旧日本軍機にはそれぞれの機種に固有の番号があります。また、名称(愛称?)のついても一定の
法則性がありますので、ここではその説明をいたします。

陸軍機の番号及び名称について
正式名称については昭和元年以後、制式採用が決定された年度の皇紀年の下2桁と機種名を組み合わせたもの
を使用した。八七式(昭和2年〔皇紀2587年〕)以降一〇〇式(昭和15年〔皇紀2600年〕)まで番号順に命名
された。以後は一式(昭和16年〔皇紀2601年〕)から陸海軍ともに同様の正式名称がつけられた。

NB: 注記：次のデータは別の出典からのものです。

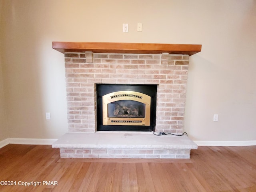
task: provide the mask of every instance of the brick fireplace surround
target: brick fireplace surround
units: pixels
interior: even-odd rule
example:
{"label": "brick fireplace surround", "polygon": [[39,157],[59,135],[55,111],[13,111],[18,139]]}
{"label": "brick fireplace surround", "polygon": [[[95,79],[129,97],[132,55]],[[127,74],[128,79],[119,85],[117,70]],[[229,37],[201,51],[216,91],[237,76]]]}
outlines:
{"label": "brick fireplace surround", "polygon": [[200,45],[53,42],[53,48],[65,56],[68,133],[52,145],[61,157],[190,158],[197,146],[185,136],[97,132],[96,85],[158,85],[155,132],[181,134],[189,56]]}

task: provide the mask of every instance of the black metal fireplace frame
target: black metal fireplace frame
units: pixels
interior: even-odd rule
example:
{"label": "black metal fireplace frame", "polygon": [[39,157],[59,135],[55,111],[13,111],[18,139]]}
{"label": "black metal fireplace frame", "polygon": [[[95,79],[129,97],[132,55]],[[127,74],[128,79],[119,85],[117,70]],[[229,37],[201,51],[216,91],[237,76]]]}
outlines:
{"label": "black metal fireplace frame", "polygon": [[[156,111],[157,85],[136,84],[96,84],[97,94],[97,130],[112,131],[154,131]],[[103,125],[102,124],[102,96],[121,91],[136,91],[151,97],[150,125]]]}

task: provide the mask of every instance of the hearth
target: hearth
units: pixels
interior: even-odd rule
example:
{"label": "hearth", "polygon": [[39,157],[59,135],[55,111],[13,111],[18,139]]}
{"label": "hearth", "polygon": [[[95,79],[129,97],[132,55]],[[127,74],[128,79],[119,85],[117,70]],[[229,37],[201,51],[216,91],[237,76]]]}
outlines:
{"label": "hearth", "polygon": [[154,131],[157,85],[97,84],[98,131]]}

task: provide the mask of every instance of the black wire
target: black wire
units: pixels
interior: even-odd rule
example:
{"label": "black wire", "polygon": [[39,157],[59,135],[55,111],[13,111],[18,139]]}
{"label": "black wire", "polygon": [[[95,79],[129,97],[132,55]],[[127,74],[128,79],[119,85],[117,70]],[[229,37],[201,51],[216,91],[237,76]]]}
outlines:
{"label": "black wire", "polygon": [[186,135],[187,135],[187,136],[188,136],[188,134],[186,132],[184,132],[183,133],[182,133],[182,134],[175,134],[174,133],[165,133],[164,132],[160,132],[159,133],[155,133],[155,132],[153,132],[153,134],[155,135],[157,135],[158,136],[160,136],[160,135],[176,135],[176,136],[182,136],[182,135],[183,135],[184,134],[186,134]]}

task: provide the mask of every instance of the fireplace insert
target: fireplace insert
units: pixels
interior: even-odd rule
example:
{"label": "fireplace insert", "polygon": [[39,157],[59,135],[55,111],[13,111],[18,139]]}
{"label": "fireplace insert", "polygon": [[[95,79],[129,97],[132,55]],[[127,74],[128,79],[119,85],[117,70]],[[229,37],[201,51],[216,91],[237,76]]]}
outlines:
{"label": "fireplace insert", "polygon": [[157,88],[97,84],[97,130],[154,131]]}

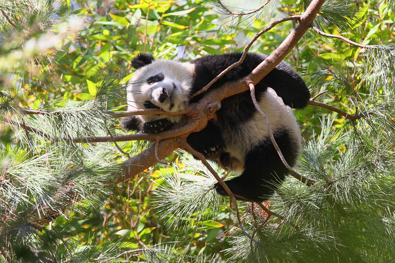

なお、同一機種改造型については、その改造の程度によって一型・二型の形式番号と、甲・乙・丙などの区分名称
をつけた(例:一式戦闘機三型甲「隼」など)。
また、陸軍は将来の試作指令を統一化するため、昭和8年以降は試作会社・機種に関係なく計画順に一貫した
キ番号(キは機体の略)を用い、中には試作中止となったものも含まれている。当初、キ番号は制式採用される
までの試作名称であったが、のちには制式採用されてからもこの名称が併用されるようになった。
正式名称とは別に、その機の固有愛称が用いられる場合もあった(例:「隼」「疾風」など)。
海軍機の番号及び名称について
海軍航空草創期には、まだ統一された命名法が無く、会社名をそのまま使用したものが多かったが、大正10年
から昭和3年までの間はその当時の年号を正式名称とした(例:三式艦上戦闘機〔昭和3年〕など)。昭和4年
以降は陸軍機と同様に皇紀年の下2桁に機種名をつけたものを正式名称とした。なお、昭和15年〔皇紀260
0年〕採用のものだけは陸軍の一〇〇式と異なり零式と命名された。昭和18年以降は固有名称または機種表示
記号のいずれかで呼ばれるようになり年号を使用した正式名称は使用されなくなった(例:甲戦「烈風」・乙戦
「雷電」など)。また、試作機には昭和6年以降は試作指示年に機種名をつけて呼ぶようになった(例:十八試
乙戦「震電」など)。昭和10年には全機種を機種記号・計画順番・設計会社記号の組み合わせによる統一番号を
つくり、分類を明確にした。海軍統一命名法についてはこちらを参照
なお、同じ年に同じ機種の別機体を採用した場合はそれぞれを1号2号として命名している(例:九七式一号艦攻、
二号艦攻等)
エンジンの番号及び名称について
日本軍機に装備されたエンジンについては従来、同一会社製品の同一系エンジンが陸海軍それぞれ別個に採用
され陸軍ではハ番号(試作時の番号、ハは発動機の略。例:ハ145四式1900馬力など)、海軍では記号(試作名
称。例:NK9A「誉」10型など)が与えられた。このため、呼称上の不便が有り昭和18年に陸海軍の統一共通
名称が使用されることとなった。陸軍は従来のハ番号と正式名称を新ハ番号に変更し、海軍もこれにならった。
なお、新型式のジェットエンジンにはネ番号を用いることとなった。